He’s setting the scene to make a big point. 

“I’m very big on visual imagery,” VanHorn said, “and to me what Reformation Sunday is about is to corporately look to see how our hearts can get more in tune with God and His Word. Where are we misaligned? Where are we majoring on the minors?”

Luther is part of a long line of “generation after generation after generation who have sought counsel from God’s Word through God’s Spirit to address their unique ministry and missional circumstances,” VanHorn said.

And with the same Spirit-led counsel that Luther had, God could very well do something big again now just like He did then, VanHorn said. 

“The Church never gets to go into coast mode — we should always be reforming ourselves with the Word,” he said.

VanHorn’s sermon will be on one of John’s letters in Revelation that was written to a stagnant church.

“The only two churches about which John has nothing negative to say (in Revelation) are the ones who are being persecuted,” VanHorn said. “And today it’s the same — Christianity on the worldwide scene is thriving where it’s being persecuted. It’s in the contexts where it’s comfortable that it’s often stagnant or declining.”

So he said he wonders what Luther or John would have to say to the Church in Alabama today.

“We want to take a personal inventory, evaluate ourselves and have our own personal reformations as believers and as a church,” VanHorn said. “It’s a legacy we want to build on.”

So when he takes a mallet this Sunday and drives a nail into the big prop door built by church member Kendall Shankles, that’s the point he’ll be trying to drive home.

Tim Evans, pastor of North Clay Baptist Church, Pinson, said he feels the same way.

This weekend, for the fifth year in a row, his church is putting on a dramatic walk-through presentation of the day Luther nailed his theses to the door, emphasizing the integrity of the gospel and the need to challenge practices that don’t line up with God’s Word.

The drama — called “1517” and written by children’s minister Josh McDaniel — is family friendly and will be staged Oct. 31, 2–5 p.m., and Nov. 1, 5–8 p.m., in vignettes that take about 45 minutes to walk through.

“Luther was the man God used to recover and restore clarity to the gospel,” Evans said. “If you lose the gospel, you’ve lost it.
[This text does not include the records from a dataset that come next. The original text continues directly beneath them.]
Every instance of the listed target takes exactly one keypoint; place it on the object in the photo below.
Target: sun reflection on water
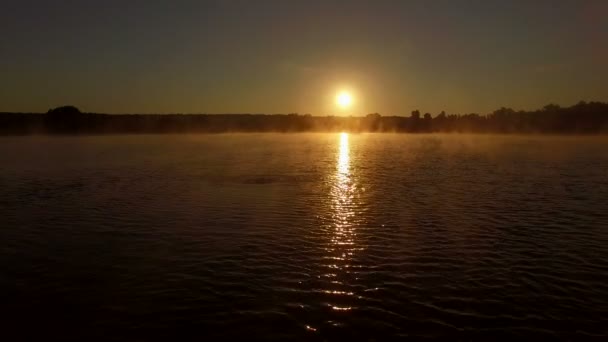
(342, 242)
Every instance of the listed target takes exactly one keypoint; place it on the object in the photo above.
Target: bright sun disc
(344, 99)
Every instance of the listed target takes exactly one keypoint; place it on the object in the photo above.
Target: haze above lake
(304, 236)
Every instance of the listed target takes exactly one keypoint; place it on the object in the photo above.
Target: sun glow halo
(344, 99)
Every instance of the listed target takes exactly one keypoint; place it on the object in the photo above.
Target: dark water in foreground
(307, 236)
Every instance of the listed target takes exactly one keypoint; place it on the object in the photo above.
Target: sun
(344, 99)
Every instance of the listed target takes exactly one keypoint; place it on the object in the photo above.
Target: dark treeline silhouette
(582, 118)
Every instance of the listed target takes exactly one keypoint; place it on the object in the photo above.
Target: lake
(304, 237)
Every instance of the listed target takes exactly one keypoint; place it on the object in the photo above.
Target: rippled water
(304, 236)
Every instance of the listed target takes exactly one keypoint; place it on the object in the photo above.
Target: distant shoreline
(590, 118)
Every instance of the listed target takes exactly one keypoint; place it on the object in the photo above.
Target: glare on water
(343, 237)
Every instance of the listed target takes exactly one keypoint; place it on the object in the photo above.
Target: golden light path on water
(343, 244)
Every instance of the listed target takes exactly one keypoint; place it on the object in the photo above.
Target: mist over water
(304, 236)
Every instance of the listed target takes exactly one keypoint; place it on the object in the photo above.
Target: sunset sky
(262, 56)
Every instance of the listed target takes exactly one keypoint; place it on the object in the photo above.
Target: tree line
(581, 118)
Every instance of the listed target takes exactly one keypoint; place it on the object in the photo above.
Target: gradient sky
(267, 56)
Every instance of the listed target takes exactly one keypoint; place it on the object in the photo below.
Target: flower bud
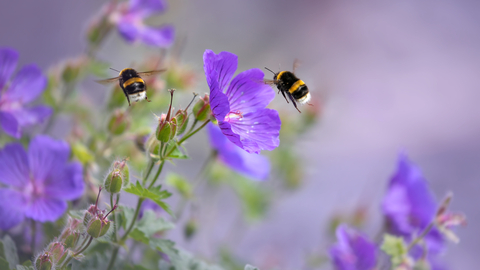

You have no purpose for existing as a religious entity.”

Timothy George, dean of Samford University’s Beeson Divinity School in Birmingham, said 1517 tells a message churches today need to hear.

“The Reformation of the 16th century was an age of spiritual renewal which focused on salvation by grace alone and the clarity and certainty of God’s Word in the Holy Scriptures,” he said. “This is a message we still need to hear today and learning the story of Martin Luther is a good way to do this.”

North Clay’s 1517 presentation is a “one-of-a-kind retelling of these events that changed the world,” George said.

 

Reservations for groups for 1517 are encouraged but not necessary.